Stainless steel grids, sensors, 8 Loudspeakers, 2 Channels, 2001 (ongoing)
Commissioned by the Australian Capital Territory Government for City Walk, Canberra
A low wall snakes along the edge of a small park at the eastern end of City Walk, and sounds emanate from a rhythmic series of stainless steel grids inserted into the wall and ground.
People walking past trigger the unexpected real–world sounds of people talking to animals, but with the sounds of the animals edited out, the voices seem to be calling out directly to the passersby: beckoning, controlling, coaxing. The addressee has been changed and visitors find themselves implicated in the work.
Leber and Chesworth are interested in the juxtaposition of these personalised, intimate vocalisations in an urban, public space surrounded by commercial and government buildings. In this place – called ‘Civic’ no less – the work is not so much about the nature of the park but about the relationship of ‘citizens’ to their ‘civic spaces’.
Exhibitions
Analogue2digital, conference exhibition at Adelaide University (2002)
Awards
Winner, Outstanding Achievement in Design, National Association for Women in Construction awards (2002)
The artists give grateful thanks to the many participants recorded at farms, parks, training schools, zoos, veterinary practices and animal shows. Created in association with H2o architects.
Responses
‘Using the doggerel and playful name-calling of people talking to their pets . . . The Master's Voice appears to follow listeners as they walk along a wall in Canberra: the setting in the national capital perhaps inviting questions about who is the master and who is on the leash.’

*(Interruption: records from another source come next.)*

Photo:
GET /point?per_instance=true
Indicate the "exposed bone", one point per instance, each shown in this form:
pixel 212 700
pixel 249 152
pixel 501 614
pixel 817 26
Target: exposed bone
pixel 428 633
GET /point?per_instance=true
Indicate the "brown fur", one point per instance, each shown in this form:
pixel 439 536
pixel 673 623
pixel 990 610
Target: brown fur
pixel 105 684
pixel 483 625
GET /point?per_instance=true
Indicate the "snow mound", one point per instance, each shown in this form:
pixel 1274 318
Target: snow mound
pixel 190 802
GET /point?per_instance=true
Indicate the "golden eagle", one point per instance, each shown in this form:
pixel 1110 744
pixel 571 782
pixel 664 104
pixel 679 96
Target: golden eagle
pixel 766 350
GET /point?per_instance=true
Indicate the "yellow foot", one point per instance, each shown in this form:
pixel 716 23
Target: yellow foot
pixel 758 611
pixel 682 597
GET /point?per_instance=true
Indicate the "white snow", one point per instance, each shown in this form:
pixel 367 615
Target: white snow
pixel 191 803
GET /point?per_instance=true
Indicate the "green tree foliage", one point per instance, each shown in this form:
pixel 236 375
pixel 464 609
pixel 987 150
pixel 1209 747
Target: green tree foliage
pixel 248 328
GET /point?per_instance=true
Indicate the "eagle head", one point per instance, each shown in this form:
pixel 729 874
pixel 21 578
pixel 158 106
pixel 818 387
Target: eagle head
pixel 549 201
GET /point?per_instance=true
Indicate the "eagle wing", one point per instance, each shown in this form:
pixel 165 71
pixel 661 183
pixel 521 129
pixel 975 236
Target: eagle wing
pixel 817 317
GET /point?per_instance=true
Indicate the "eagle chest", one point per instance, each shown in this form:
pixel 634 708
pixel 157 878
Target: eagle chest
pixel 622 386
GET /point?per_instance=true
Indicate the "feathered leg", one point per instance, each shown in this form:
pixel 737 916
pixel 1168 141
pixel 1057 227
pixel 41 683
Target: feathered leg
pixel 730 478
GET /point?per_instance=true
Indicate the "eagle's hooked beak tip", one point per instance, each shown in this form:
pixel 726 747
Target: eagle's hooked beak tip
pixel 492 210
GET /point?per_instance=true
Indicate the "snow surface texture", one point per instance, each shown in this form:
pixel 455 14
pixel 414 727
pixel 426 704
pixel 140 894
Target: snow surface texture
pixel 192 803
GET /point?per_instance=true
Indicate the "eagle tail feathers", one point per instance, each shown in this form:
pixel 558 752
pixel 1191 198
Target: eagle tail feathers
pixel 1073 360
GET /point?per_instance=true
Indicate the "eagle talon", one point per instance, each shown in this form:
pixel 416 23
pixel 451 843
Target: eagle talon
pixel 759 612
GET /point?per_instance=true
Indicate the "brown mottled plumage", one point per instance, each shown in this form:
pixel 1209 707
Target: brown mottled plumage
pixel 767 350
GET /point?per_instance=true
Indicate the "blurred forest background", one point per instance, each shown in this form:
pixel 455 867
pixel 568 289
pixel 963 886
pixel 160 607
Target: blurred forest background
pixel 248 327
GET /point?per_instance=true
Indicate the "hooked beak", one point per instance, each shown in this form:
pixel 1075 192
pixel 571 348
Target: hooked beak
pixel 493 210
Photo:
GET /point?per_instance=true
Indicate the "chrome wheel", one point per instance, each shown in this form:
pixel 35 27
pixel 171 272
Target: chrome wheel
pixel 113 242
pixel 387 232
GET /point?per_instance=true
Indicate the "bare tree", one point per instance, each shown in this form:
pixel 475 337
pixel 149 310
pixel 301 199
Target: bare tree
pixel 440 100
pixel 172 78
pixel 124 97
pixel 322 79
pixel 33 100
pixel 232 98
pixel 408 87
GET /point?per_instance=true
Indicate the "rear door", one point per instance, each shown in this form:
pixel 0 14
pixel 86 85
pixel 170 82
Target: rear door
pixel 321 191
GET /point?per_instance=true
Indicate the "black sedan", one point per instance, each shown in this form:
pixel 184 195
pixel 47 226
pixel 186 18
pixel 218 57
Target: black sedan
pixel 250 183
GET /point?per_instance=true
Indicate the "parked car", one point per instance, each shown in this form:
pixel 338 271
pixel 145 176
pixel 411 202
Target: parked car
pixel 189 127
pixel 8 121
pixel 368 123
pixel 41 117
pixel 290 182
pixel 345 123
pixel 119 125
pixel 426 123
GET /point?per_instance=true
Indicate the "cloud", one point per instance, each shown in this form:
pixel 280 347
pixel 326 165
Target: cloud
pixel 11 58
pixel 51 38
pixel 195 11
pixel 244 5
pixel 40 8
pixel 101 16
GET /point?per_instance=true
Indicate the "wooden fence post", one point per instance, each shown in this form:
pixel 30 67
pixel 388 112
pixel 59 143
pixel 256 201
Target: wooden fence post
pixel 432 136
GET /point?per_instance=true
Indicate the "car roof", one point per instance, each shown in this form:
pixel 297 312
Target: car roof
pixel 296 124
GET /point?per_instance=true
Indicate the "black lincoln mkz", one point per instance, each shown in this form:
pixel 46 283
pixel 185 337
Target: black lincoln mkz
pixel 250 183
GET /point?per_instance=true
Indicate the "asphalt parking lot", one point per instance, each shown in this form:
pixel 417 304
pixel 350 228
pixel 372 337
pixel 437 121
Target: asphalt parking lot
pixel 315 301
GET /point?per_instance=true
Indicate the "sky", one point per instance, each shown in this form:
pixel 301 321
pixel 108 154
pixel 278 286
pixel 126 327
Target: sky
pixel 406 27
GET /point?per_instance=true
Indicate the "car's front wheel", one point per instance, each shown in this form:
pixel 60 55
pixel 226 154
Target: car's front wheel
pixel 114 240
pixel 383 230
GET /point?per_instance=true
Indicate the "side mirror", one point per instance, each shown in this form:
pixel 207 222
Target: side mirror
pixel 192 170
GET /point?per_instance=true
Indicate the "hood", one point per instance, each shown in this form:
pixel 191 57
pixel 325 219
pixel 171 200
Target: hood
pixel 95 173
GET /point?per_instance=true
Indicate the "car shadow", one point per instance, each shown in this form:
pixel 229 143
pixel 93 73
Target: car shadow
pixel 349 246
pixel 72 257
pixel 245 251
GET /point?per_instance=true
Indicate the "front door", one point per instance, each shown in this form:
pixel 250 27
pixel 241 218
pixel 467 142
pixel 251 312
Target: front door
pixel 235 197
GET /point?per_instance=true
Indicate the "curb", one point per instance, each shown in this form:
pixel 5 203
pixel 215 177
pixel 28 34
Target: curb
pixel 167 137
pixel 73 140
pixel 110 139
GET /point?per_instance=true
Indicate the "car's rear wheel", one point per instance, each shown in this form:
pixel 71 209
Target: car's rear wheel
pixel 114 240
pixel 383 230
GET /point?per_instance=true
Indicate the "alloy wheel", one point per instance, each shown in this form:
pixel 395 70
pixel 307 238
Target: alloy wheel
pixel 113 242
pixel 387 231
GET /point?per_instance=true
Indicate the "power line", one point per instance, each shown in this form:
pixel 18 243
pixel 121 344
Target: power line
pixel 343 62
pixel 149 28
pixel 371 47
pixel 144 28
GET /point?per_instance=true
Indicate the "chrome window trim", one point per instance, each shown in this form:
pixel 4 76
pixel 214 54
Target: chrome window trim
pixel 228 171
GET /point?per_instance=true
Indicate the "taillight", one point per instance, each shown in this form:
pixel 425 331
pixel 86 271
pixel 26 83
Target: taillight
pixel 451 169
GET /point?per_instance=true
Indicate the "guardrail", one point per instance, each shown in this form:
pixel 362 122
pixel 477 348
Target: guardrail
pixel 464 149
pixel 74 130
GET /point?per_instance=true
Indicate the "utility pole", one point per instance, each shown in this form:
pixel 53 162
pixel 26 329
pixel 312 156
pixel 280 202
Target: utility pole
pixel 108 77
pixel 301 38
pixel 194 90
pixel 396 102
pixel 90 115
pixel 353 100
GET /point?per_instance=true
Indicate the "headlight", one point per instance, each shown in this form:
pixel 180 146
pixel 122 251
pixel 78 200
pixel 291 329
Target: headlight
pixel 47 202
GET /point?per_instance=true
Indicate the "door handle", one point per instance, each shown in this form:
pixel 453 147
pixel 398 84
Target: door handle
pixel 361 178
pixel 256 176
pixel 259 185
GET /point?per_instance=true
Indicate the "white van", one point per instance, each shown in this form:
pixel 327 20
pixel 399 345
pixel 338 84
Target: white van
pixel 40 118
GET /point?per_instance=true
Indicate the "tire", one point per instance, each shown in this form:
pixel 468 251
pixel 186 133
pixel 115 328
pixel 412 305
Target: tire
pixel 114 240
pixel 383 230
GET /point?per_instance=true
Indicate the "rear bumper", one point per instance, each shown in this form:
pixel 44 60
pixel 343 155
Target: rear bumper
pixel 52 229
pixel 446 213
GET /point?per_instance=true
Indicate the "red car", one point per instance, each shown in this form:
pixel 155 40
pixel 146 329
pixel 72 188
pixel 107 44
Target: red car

- Matthew Westwood, The Australian, August 04, 2005
‘The work . . . trips up passers-by, induces double-takes, private puzzled glances . . . It addresses us directly...these calls are full of questions, invitations to conversation, spaces for exchange; there's this urge for an interchange . . . The 'sensible' inflections of speech get stretched into wild glisses and warbling melisma . . . these candid, charged interspecies moments emerge from inconspicuous slots in a mallscape; their sonic shapes stand out against the 'public' murmur of social verbosity.’